Il est fait appel à lui lorsque les parents du mineur (titulaires de l'autorité parentale) ou les personnes responsables de lui (par exemple, son tuteur) ne peuvent pas l'assister.

L'adulte approprié est choisi par le mineur ou désigné par un juge spécialisé lorsqu'il estime nécessaire de protéger l'enfant ou le bon déroulement de l'enquête.

Il doit être accepté par les responsables de l'enquête pour recevoir les informations destinées au mineur, l'accompagner aux auditions et aux audiences.

L'adulte approprié doit être désigné dans les cas suivants :

  • La présence des personnes responsables du mineur n'est pas possible, parce qu'elles sont restées injoignables malgré les efforts déployés des enquêteurs ou parce que leur identité est inconnues
  • La présence des personnes responsables du mineur risque de nuire à l'intérêt de l'enfant
  • Elle risque de compromettre de manière significative la procédure pénale

La personne désignée doit être acceptée en tant que telle par les responsables de l'enquête.

  • Le mineur a le droit de choisir lui-même une personne de son entourage.

    Si l'adulte désigné par le mineur est acceptée par les enquêteurs, elle assure les missions de l'adulte approprié.

  • Il peut arriver que le mineur ne désigne aucune personne ou que son choix n'ait pas été approuvé par les enquêteurs.

    Dans ces cas, un magistrat (procureur de la République, juge des enfants ou juge d'instruction) désigne l'adulte approprié en prenant en compte l'intérêt de l'enfant. 

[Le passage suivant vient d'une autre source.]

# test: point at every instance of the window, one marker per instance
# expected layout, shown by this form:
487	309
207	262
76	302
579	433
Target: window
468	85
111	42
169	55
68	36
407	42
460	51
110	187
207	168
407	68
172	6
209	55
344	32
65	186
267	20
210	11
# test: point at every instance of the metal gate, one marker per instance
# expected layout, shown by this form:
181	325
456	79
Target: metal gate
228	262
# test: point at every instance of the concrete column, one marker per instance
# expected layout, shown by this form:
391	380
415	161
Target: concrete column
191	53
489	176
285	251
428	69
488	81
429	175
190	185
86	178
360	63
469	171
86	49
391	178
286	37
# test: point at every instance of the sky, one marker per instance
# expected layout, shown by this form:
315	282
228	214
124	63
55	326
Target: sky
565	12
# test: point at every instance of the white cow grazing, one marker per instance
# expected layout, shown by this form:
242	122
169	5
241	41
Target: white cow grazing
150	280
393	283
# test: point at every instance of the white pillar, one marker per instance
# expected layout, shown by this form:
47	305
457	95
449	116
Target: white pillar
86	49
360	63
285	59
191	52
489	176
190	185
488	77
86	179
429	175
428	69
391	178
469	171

    L'adulte approprié peut également être un représentant d'une autorité ou d'une institution compétente en matière de protection de l'enfance.

L'adulte approprié a pour mission de recevoir les informations destinées au mineur et de l'accompagner au cours de la procédure.

 Attention :

l'adulte approprié ne dispose pas de l'ensemble des droits reconnus aux parents. Par exemple, il peut demander un examen médical, mais il ne peut pas demander l'assistance d'un avocat en particulier.

Recevoir les informations

L'adulte approprié a le droit de recevoir les mêmes informations que celles qui doivent être communiquées au mineur au cours de la procédure (convocation, transmission de procès-verbal d'audition etc.).

Accompagner le mineur aux auditions

L'adulte approprié peut accompagner le mineur lors de ses auditions ou interrogatoires.

Les auditions ou interrogatoires peuvent débuter sans lui si, au delà d'un délai de 2 heures (à compter du moment où il a été avisé), l'adulte désigné ne s'est pas présenté.

L'adulte approprié peut demander un examen médical du mineur gardé à vue. S'il n'a pas pu être joint, dès le début de la garde à vue, l'examen médical du mineur est automatique et obligatoire.

Accompagner le mineur aux audiences

L'adulte approprié a le droit d'accompagner le mineur à chaque audience au cours de la procédure.

Si les conditions qui ont entraîné la désignation de l'adulte approprié ne sont plus réunies, les personnes responsables du mineur (parent, tuteur,...) doivent retrouver leur droit d'accompagner l'enfant dans la procédure.